装置内に入っている時間は20~30分と、短時間で終了します。検査にかかる総時間は、待ち時間からおおよそ2~3時間ほどです。ただし、検査の性質上、目的の臓器に必要な薬が集まるまで1~3時間待つこともあります。また、朝の絶食や服用中の薬の一次中止などが必要な場合もあります。更に、検査の種類によっては、注射をしてから1日または2~3日後に再来院が必要な場合もあります。核医学検査は専門の医師による診断が必要なため、検査結果の詳細な説明までは、数日かかることがほとんどです。
核医学検査では、主に臓器の働き具合(機能)を調べます。放射性医薬品がどのようなスピードで、どこにどれだけ集まってくるかを調べることで、病気の状態を迅速に診断することが可能です。それに対して、CTやMRIや超音波検査は、臓器の位置や大きさを調べます。

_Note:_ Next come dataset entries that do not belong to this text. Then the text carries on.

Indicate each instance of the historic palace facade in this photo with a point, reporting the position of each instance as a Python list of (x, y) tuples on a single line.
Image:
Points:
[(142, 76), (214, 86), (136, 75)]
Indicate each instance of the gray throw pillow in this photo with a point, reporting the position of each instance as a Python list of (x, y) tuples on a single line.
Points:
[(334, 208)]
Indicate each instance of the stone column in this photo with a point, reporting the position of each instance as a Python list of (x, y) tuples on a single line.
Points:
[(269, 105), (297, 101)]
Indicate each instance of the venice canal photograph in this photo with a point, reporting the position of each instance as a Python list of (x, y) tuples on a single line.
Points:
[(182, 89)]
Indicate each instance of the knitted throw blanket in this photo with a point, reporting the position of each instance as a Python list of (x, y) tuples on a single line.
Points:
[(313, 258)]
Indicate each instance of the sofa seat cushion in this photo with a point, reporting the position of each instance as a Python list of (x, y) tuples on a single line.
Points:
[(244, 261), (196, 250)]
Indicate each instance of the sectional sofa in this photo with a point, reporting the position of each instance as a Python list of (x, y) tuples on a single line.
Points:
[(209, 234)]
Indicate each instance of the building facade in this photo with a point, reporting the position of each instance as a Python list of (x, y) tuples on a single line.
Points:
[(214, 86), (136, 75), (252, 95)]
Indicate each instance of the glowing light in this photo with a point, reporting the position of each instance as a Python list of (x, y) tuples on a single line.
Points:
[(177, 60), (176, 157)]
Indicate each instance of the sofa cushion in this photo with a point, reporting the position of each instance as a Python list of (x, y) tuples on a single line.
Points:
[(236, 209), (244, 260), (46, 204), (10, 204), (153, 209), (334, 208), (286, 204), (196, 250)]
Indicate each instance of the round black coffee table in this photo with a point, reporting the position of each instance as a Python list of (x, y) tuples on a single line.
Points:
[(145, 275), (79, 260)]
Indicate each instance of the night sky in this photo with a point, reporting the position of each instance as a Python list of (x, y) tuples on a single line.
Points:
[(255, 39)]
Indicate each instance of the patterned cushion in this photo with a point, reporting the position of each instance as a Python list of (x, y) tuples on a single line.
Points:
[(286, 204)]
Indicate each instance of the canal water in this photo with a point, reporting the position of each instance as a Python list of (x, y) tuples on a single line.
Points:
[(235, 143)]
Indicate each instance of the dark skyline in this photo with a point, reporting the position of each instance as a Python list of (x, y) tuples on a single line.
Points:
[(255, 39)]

また、核医学検査では、形の異常として捉えられることのできない、ごく初期の腫瘍を捉えることもできるため、CTやMRIでは明らかにならない緻密な部分まで判断することが可能です。
核医学検査・CT・MR・超音波検査はそれぞれに特徴があるため、これら必要な検査を組み合わせることによって、より判定の精度を上げることができるでしょう。
最近では、PETとX線CTを連結したPET/CT装置と呼ばれる装置も利用されるようになってきています。
PET検査とは、核医学検査の別称です。X線CT(X線断層撮影法)は、外部からX線をあて、身体を通り抜けたX線を測定することで、体内の器官を画像化する検査方法です。PET/CT装置はこれらの検査によるそれぞれの情報を一度に取得できるため、病変の見逃しを最小限に留めることができるほか、単独で検査するより短時間で検査することができます。
病気や体の不調は、身体のどこかに具合の悪い部分が生じることで起こります。そこで、身体内のどこが・どのように悪いのか、そして、自分の器官の形や大きさ・機能を知っておくことが重要になります。その判定をすることで、より適切な治療を選択することが可能になるでしょう。また、治療を続けている間は、治療の効果があがっているかどうか確かめることも重要です。
このように様々な画像検査があり、どの画像診断を受けるのが適切かは個々人の容体によって異なります。いずれにしても、画像診断は治療の方法を決定する場合や、治療の効果を確かめたい場合に有用です。
※本記事は、日本核医学会、日本核医学技術学会、日本アイソトープ協会による『なぜ核医学検査を受けるの?(pdf)』をもとにしています。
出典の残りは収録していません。